Moona pun nampak berfikir dan kemudian menggelengkan kepalanya.
"Tidak usah Pak. Hari ini saya sangat sibuk. Lain waktu saja. Lagian saya juga belum terlalu merindukan papa. Saya undur diri terlebih dahulu. Permisi Pak," ucap Moona dengan segera menjauh dari Dryan.
Moona pun segera melangkah menuju ke arah kamar mandi dan segera menumpahkan air mata nya tersebut. Dirinya pun kembali menangis tergugu.
Siapa yang tidak merindu dan tidak ingin bertemu dengan papa yang sangat ia sayangi tersebut. Moona sangat ingin bertemu. Namun Moona sangat takut jika sang papa pun menyadari ke adaan Moona yang nampak tidak baik-baik saja.
Moona pun terus menangis dengan memukul-mukul kuat dada nya tersebut hingga merasakan sedikit lega.
"Superwoman jangan menyerah!" teriak Moona.
Setelah itu Moona pun segera membasuh wajahnya serta kembali menuju ke dalam ruangan nya dengan menampilkan wajah ceria nya.

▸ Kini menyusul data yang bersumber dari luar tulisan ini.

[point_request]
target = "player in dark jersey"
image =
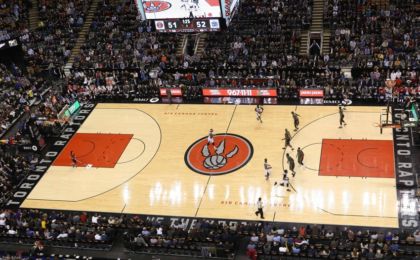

"Hai Lily ku sayang," sapa Moona kepada Lily yang sedang melamun tersebut.
Lily pun nampak mendongak dan menatap wajah Moona. "Nanti makan siang bersam ya Moon?" ajak Lily.
"Hadehh, selalu itu yang kamu tanyakan kepada ku. Iya baiklah nanti siang kita ke kantin bersama," jawab Moona dengan tersenyum.
"Nah gitu dong. Dari kemarin kita itu kesepian tau Moon gara-gara kamu enggak mau ikut makan siang. Ditambah Dika yang sangat menyebalkan jika kamu tidak ikut," ucap Lily mengadu.
Sedangkan Moona nampak mengacak rambut Lily dengan samar dan tertawa bersama.